DS14 spent their first day of this short week with Nick ‘RegEx’ Jastrzebski and Andre, learning about regular expressions in Alteryx and Tableau Desktop & Prep.
If you haven’t heard of regular expressions, check out Bobby’s blog where he explains how and when to use them. In short, RegExes are patterns (sequences of characters) that a regular expression engine uses to match input text. They come in handy when you need to search or parse messy (but somewhat structured) text inputs. To get a better understanding of RegExes, this webpage is really useful – it explains well what RegEx is and let’s you practice. Regex101 and RegExR are also very useful for understanding and developing your regular expressions.

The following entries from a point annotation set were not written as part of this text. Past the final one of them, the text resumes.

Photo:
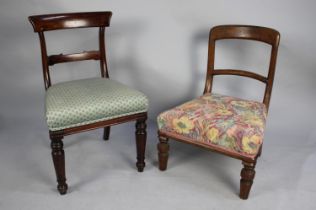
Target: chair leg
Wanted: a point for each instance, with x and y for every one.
(141, 136)
(106, 133)
(260, 151)
(247, 176)
(163, 152)
(59, 163)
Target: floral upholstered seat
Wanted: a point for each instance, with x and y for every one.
(86, 101)
(219, 122)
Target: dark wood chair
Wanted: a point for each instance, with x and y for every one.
(224, 124)
(82, 105)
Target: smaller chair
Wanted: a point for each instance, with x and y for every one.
(224, 124)
(87, 104)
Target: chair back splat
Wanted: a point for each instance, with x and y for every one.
(256, 33)
(43, 23)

This short blog post aims to explain the four main uses of RegExes in Alteryx – Matching, Parsing, Replacing, and Tokenizing. You can choose which method you want to use by changing the output method in the configuration window of the RegEx tool. You can also use the functions REGEX_CountMatches, REGEX_Match, and REGEX_Replace in the Formula and filter Tools.
RegEx Match
This method of the RegEx tool returns a True or False statement (a Boolean value) depending on whether the searched text matches your regular expression. In the example below, I am looking for those names that start with an M (^M) and do not end with a space ([^\s]$). With this method, we could easily filter out rows we do not want.
RegEx Parse
The Parse method is probably the most common way to use regular expressions. Here, you can extract strings from your original text input into new columns – you can think of it as an extension to the Match method where you were only validating that the input contained your expression.

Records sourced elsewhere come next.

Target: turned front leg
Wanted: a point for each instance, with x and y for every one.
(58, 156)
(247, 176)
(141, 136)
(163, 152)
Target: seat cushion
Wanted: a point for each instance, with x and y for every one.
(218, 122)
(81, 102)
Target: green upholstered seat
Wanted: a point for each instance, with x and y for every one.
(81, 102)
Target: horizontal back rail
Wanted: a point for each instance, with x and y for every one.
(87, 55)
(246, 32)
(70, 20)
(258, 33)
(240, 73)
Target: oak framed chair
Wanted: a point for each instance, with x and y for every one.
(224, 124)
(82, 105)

You will need to put everything you want to extract in parentheses , which will appear in a new column. It is also possible to extract multiple groups (and therefore create multiple columns) using one regex. Below, I extracted the dates and times from a messy string input using two marked groups. The first marked group captured the dates based on the pattern I have given Alteryx, whilst the second group captured the time. Extracting both date and time using one regular expression was only possible because they appeared in the same order in each row.
RegEx Replace
Using the Replace method you can very easily replace parts of a field (determined by your regular expression) with another string (replacement text), and you can also rearrange your string. Using Alteryx’s example below, we can use this method to get rid of parts of our address field and rearrange it. The expression (.*),(.*),(.*)\s(\d{5})(-\d{4})? divides the address field into 4 or 5 groups (the question mark after the last capturing group indicates that the last group is optional), and replaces the whole field with the values (represented by the dollar sign) in the 4th, 2nd, and 3rd group ($4: $2, $3).
RegEx Tokenize
This output method is similar to the Text to Columns tool but gives you much more flexibility: Alteryx searches the string input for each instances of your regex, placing each into a separate column or row. As seen in the example below, this can be very useful when you have one column with names, and you would like to easily split it into Titles, First Names, and Last Names – dropping nicknames. The expression I used looks for all substrings that start with a capital letter ([A-Z]) followed by one or more alphanumeric characters (\w+), meaning that it will not capture the quotation marks and will, therefore, skip the nicknames.
I think we all started this day somewhat confused about how exactly regular expressions were structured, but Nick and Andre showed us that once you understand the logic behind them, they are not too difficult, and are pretty useful (and you always have the cheatsheets!).